Ceramic powder having a perovskite crystal structure, e.g., powder of barium titanate (BaTiO3), is widely employed as a dielectric material for use in manufacturing ceramic electronic components such as multi-layer ceramic capacitors. Nowadays, there is an ever-increasing demand for miniaturization of ceramic electronic components. For the miniaturization of a multi-layer ceramic capacitor, for example, thinning of dielectric layers incorporated therein, i.e., thinning of green sheets, needs to be accomplished, which requires a finer ceramic powder with an improved crystallinity of crystal lattice thereof.
The perovskite-structured ceramic powder is manufactured by a synthesis method such as a hydrothermal method, a hydrolysis method, a solid phase synthesis method, an oxalate method, a citric acid method, a gas phase synthesis method, and so forth. Though using any one of these methods allows ceramic powder having a particle diameter of 0.2 μm or less to be obtained, the hydrothermal method or the hydrolysis method is the most preferred among them in general, for such wet methods are more adequate for producing finer powder (see Japanese Patent Laid-open Publication Nos. 2002-234771 and 2001-316114).

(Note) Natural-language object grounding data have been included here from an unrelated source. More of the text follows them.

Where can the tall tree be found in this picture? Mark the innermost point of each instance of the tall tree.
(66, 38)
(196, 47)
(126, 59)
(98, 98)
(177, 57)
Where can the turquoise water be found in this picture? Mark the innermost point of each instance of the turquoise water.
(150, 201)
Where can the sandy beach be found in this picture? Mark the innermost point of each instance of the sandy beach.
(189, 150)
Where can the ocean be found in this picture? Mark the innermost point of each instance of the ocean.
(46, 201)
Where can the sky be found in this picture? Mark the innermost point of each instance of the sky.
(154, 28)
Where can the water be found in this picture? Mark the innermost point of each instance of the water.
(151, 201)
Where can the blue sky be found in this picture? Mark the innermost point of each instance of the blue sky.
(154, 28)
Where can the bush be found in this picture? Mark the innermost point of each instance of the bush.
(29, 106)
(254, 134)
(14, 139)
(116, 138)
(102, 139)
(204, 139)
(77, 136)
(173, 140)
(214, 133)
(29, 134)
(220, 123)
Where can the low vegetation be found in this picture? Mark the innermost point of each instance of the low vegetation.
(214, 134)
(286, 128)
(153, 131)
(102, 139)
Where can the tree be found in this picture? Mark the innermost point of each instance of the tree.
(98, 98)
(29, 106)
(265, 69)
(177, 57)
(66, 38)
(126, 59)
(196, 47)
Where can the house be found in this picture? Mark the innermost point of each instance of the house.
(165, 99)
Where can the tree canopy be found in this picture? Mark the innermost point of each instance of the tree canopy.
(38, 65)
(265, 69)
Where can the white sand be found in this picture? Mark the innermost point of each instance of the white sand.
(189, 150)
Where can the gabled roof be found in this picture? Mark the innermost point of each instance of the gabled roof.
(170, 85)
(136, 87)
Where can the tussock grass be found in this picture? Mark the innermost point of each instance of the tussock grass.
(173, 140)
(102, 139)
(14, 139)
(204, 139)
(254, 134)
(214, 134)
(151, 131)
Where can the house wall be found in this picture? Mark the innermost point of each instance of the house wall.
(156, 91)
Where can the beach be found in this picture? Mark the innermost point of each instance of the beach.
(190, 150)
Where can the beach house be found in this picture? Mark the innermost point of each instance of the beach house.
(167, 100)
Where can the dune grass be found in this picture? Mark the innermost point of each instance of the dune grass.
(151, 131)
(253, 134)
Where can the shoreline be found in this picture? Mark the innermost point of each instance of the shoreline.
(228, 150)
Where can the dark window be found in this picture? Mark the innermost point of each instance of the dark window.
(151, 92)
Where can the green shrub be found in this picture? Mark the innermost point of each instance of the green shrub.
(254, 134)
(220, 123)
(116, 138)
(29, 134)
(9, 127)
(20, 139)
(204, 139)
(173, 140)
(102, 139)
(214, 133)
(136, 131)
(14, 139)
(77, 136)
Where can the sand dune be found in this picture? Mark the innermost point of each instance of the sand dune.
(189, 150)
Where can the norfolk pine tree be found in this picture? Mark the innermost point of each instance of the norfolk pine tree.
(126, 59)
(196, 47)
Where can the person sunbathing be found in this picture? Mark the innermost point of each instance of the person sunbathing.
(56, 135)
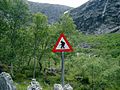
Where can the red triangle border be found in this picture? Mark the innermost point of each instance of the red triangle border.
(62, 50)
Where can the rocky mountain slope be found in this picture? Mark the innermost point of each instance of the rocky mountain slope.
(53, 11)
(98, 16)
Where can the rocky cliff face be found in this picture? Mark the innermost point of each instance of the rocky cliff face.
(53, 11)
(98, 16)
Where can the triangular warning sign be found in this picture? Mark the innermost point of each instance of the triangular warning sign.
(62, 45)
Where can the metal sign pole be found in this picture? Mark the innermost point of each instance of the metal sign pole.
(62, 69)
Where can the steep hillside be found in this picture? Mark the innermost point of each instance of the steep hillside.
(53, 11)
(98, 16)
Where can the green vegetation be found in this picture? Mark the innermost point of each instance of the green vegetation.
(27, 38)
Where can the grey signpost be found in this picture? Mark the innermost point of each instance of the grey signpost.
(62, 69)
(62, 45)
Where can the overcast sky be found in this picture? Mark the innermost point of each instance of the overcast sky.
(72, 3)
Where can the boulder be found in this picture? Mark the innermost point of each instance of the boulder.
(6, 82)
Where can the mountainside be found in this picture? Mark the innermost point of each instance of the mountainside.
(53, 11)
(98, 16)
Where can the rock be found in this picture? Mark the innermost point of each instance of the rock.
(58, 87)
(68, 87)
(6, 82)
(34, 85)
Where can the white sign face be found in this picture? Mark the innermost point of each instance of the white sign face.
(62, 44)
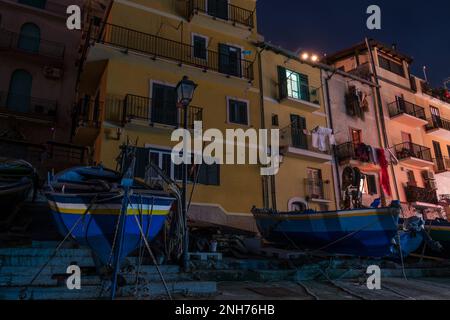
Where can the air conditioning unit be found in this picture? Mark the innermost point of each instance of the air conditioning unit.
(52, 72)
(428, 175)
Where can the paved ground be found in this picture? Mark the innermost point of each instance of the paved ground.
(392, 289)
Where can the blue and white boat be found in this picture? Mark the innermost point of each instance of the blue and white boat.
(87, 203)
(359, 232)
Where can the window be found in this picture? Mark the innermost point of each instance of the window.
(207, 174)
(356, 136)
(411, 178)
(293, 85)
(34, 3)
(164, 105)
(275, 122)
(230, 59)
(29, 38)
(218, 8)
(238, 112)
(371, 185)
(19, 94)
(392, 66)
(200, 45)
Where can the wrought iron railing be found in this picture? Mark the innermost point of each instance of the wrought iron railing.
(416, 194)
(23, 43)
(50, 6)
(299, 139)
(317, 189)
(150, 110)
(441, 164)
(436, 122)
(401, 106)
(411, 150)
(231, 13)
(17, 104)
(156, 46)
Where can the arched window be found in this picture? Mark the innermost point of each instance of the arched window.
(34, 3)
(19, 94)
(30, 37)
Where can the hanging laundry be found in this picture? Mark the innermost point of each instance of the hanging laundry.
(384, 174)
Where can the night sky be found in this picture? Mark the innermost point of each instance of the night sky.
(420, 29)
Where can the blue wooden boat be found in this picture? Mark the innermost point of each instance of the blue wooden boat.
(358, 232)
(87, 203)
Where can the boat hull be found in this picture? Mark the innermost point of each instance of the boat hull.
(365, 232)
(92, 219)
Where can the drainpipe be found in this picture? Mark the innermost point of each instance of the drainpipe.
(265, 184)
(380, 109)
(335, 168)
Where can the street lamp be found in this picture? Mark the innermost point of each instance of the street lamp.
(185, 92)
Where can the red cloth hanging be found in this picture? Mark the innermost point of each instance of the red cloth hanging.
(384, 174)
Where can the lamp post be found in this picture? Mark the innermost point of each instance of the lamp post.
(185, 92)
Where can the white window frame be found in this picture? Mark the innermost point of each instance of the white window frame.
(193, 35)
(247, 102)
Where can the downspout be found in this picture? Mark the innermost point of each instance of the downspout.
(265, 185)
(381, 113)
(335, 168)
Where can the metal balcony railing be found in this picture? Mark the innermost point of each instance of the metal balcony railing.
(416, 194)
(223, 10)
(155, 46)
(153, 111)
(437, 123)
(297, 138)
(351, 151)
(50, 6)
(317, 189)
(404, 107)
(441, 164)
(31, 45)
(411, 150)
(17, 104)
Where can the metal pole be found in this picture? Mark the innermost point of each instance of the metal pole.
(184, 194)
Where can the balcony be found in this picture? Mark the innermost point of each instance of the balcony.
(308, 98)
(420, 195)
(357, 155)
(222, 10)
(441, 165)
(49, 6)
(438, 127)
(295, 142)
(318, 190)
(158, 47)
(407, 113)
(156, 113)
(414, 154)
(27, 108)
(30, 46)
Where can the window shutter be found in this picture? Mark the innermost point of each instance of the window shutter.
(142, 161)
(282, 83)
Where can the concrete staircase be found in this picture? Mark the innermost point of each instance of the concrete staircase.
(18, 266)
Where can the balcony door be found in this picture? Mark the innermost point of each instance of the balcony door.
(218, 8)
(164, 105)
(298, 127)
(19, 94)
(230, 60)
(438, 155)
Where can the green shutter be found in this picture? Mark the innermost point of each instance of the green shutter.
(282, 83)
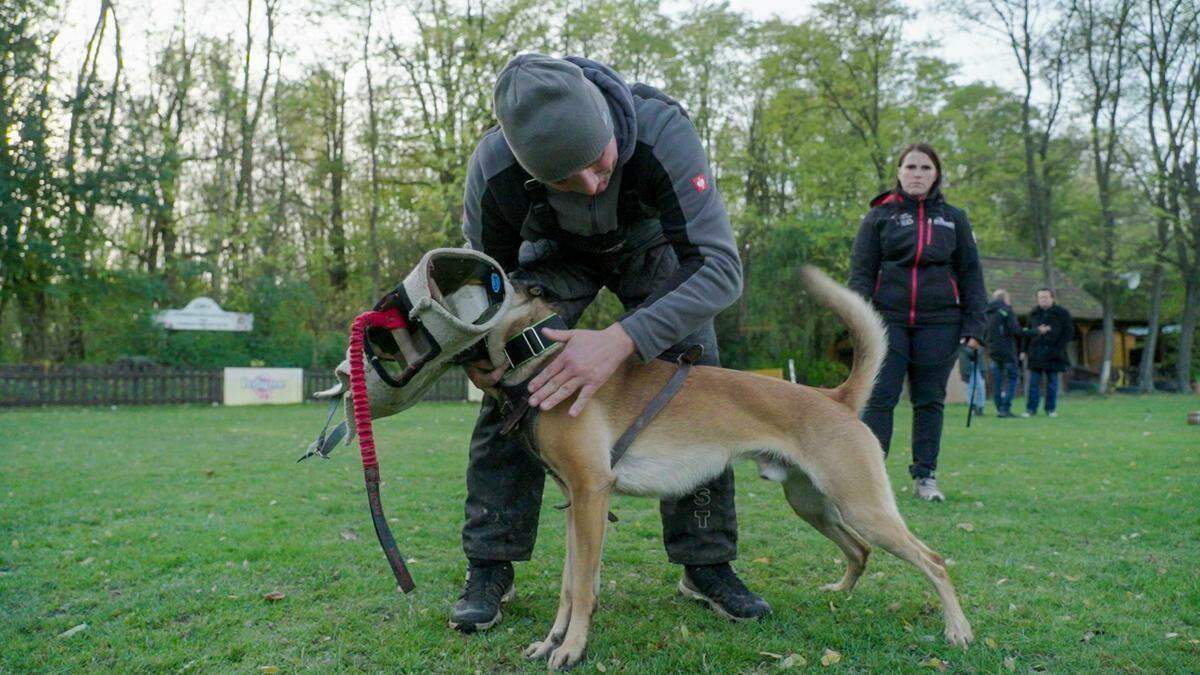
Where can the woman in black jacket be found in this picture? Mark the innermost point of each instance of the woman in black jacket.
(916, 260)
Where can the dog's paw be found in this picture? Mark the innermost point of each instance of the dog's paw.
(567, 656)
(541, 650)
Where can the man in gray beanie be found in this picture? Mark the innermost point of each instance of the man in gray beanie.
(587, 184)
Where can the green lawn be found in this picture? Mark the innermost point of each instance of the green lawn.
(1074, 545)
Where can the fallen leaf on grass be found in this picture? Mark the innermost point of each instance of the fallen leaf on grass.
(70, 632)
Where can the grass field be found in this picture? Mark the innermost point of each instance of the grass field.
(1074, 545)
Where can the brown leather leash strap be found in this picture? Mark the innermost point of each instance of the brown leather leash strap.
(657, 404)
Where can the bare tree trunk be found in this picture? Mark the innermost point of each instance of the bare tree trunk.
(373, 149)
(1146, 368)
(1187, 334)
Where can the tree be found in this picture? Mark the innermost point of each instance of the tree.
(1043, 59)
(1102, 30)
(1169, 57)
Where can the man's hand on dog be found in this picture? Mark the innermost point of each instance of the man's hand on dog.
(588, 360)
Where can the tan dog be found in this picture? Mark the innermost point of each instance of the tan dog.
(808, 438)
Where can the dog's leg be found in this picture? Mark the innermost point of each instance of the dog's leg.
(811, 506)
(588, 514)
(562, 620)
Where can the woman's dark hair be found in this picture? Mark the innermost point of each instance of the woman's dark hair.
(925, 149)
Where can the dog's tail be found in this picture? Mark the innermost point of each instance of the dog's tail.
(865, 330)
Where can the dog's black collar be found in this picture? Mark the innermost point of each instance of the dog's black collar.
(532, 341)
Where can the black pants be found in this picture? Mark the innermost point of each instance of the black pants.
(504, 483)
(925, 353)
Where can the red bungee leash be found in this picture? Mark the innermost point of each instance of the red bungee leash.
(390, 318)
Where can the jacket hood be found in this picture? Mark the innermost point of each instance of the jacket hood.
(621, 103)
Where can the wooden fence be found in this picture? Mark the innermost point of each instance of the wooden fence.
(119, 386)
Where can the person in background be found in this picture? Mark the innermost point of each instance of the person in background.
(1049, 333)
(1001, 338)
(915, 258)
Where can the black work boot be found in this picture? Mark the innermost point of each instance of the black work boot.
(489, 584)
(719, 586)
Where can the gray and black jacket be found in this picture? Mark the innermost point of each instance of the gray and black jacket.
(661, 187)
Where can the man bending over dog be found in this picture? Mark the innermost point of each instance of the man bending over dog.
(591, 183)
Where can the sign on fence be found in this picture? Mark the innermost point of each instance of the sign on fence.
(259, 386)
(204, 314)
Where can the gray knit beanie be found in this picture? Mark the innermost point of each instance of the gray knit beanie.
(553, 119)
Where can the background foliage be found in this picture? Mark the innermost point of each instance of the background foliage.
(298, 177)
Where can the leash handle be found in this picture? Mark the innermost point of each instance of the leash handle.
(389, 318)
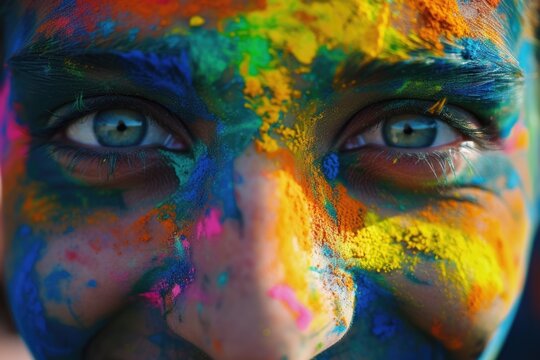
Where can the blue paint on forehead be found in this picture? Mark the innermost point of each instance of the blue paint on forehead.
(53, 284)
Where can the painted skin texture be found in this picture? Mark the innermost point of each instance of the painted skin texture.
(280, 225)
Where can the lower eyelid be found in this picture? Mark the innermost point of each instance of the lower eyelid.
(411, 169)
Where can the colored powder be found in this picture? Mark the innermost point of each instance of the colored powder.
(196, 21)
(53, 284)
(286, 295)
(387, 245)
(440, 19)
(210, 226)
(223, 279)
(330, 166)
(383, 326)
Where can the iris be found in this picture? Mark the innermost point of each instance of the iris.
(120, 128)
(410, 132)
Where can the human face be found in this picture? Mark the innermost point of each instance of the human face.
(284, 179)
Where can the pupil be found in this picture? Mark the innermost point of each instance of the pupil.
(408, 130)
(121, 126)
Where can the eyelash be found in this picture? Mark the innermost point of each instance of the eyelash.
(77, 158)
(373, 163)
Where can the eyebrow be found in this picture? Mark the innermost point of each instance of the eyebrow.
(479, 83)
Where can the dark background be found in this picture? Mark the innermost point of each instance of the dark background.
(523, 341)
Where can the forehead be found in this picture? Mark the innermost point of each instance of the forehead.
(392, 29)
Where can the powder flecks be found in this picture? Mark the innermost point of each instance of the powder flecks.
(387, 245)
(196, 21)
(210, 226)
(440, 20)
(286, 295)
(438, 107)
(330, 166)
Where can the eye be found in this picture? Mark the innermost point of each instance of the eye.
(121, 128)
(410, 131)
(119, 142)
(406, 143)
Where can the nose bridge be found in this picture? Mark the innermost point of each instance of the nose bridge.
(267, 255)
(273, 204)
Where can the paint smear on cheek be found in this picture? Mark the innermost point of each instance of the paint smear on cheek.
(210, 225)
(11, 131)
(286, 295)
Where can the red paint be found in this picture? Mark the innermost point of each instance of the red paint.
(71, 255)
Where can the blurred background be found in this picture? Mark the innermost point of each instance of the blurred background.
(524, 339)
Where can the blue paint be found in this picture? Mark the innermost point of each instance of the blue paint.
(513, 180)
(366, 293)
(383, 326)
(471, 49)
(53, 284)
(107, 27)
(46, 338)
(330, 166)
(223, 279)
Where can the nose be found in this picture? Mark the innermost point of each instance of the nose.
(263, 288)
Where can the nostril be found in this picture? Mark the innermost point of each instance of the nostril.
(138, 333)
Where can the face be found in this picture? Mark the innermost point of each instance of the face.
(278, 180)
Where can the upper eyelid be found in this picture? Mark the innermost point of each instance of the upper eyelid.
(67, 114)
(486, 136)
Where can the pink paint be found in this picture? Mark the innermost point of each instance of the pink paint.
(176, 291)
(153, 298)
(286, 295)
(210, 226)
(9, 128)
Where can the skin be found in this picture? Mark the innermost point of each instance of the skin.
(262, 235)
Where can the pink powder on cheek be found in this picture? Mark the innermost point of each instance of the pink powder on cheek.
(10, 130)
(286, 295)
(210, 226)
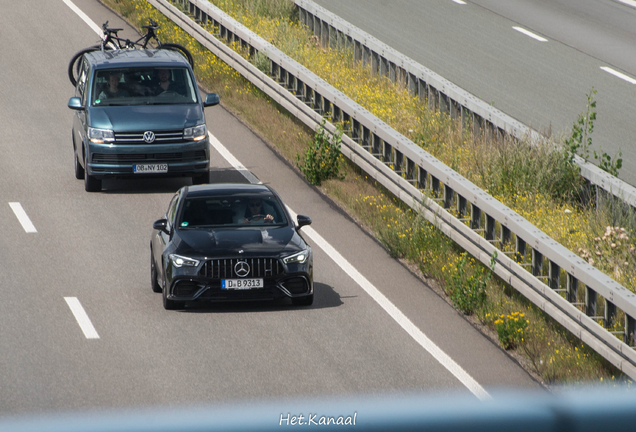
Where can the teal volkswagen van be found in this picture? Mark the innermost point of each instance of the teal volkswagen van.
(138, 113)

In the wet methods, however, OH groups enter a crystal lattice during a synthesizing process, which results in a low crystallinity and a degraded dielectric characteristics. To solve such problem, synthesized ceramic powder is conventionally reheated in the atmosphere for the purpose of removing the residual OH groups in the crystal lattice. Though such reheating has positive effects of inducing a grain growth and improving the crystallinity of crystal lattice and the dielectric characteristics, it also causes an increase in a volume ratio of portions that does not contribute to a dielectric constant since regions within the particles where the OH groups were once present are left in a form of vacancies, thereby lowering a dielectric constant.